Je ne te facilite pas la vie. Je te pousse toujours un peu plus loin que ta zone de confort. Je te pousse mais je ne te lâche pas. Tu le sais, hein? Je ne te laisse pas te contenter. J’exige mieux, je veux de la précision et de la justesse dans les mots. Alors on gueule fort, parce qu’on est d’accord mais pas sur la façon de le dire.

On gueule c’est sûr. Je gueule c’est sûr. Et puis je chiale et je fais du bruit. De ton côté c’est le silence assourdissant - et profondement agaçant. C’est parfois difficile, même quand on aime, d’accepter l’autre pour ce qu’il est et de le respecter. Que dire? Après tout, c’est en se disputant qu’on a scellé notre histoire. 

En 17 ans on a traversé pas mal de trucs, certains étaient bien, d’autres vraiment pourris. Je ne crois pas que le pire soit derrière ou devant. Mais avec le temps, je me dis qu’on peut la contre – et que très sûrement on a cette volonté de le faire ensemble. Nos différences nous enrichissent, nos oppositions nous font grandir. Et nos ressemblances nous font aller de l’avant. Nous sommes parfois un paradoxe qui nous fatigue mais très certainement nous évite l’ennui.

Au milieu de cette histoire on a réussi à faire des filles magnifiques.
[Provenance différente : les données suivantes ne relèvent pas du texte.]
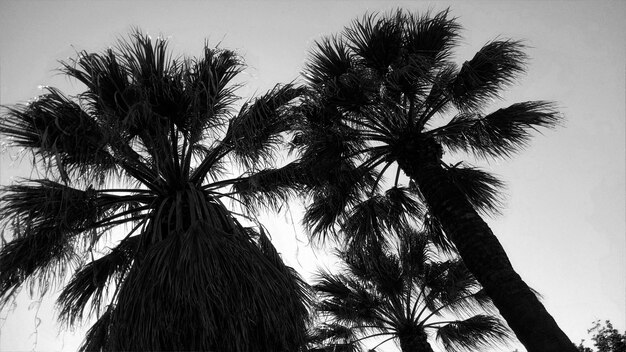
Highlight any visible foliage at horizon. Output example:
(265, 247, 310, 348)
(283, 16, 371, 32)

Je ne te raconte pas, tu sais. Quand je les vois tourner autour de toi j’ai envie de chialer d’amour. Je ne le dis pas souvent mais t’es vraiment un bon père.

Lacan disait qu’on ne sait pas nommer ce qui fait que l’on aime l’autre. Alors bon on dira à la grosse louche que t’es pas mon meilleur ami, que t’es beau comme un Coeur, que t’as les yeux qui rient et des bras costauds, que t’es l’homme de ma vie. Et tu me fais rire - ça personne ne va le croire. Il y a toujours eu des rires. Je ris dans l’intimité avec toi comme je ne ris avec personne. J’ai ri avec toi à la maternité. J’ai ri pendant nos voyages. J’ai même ri par-dessus un cercueil. Je ris sous cape avec toi au milieu de la foule quand, sans te regarder, je sais ce que tu penses. Je ris parfois de toi, même quand tu ne ris pas, parce que je sais que tu vas en rire plus tard. Et je suppose que demain on rira de ce mariage.

Ce discours n’a pas de fin, comme notre histoire... ».

Embrasse moi idiot, c’est beaucoup mieux que des mots.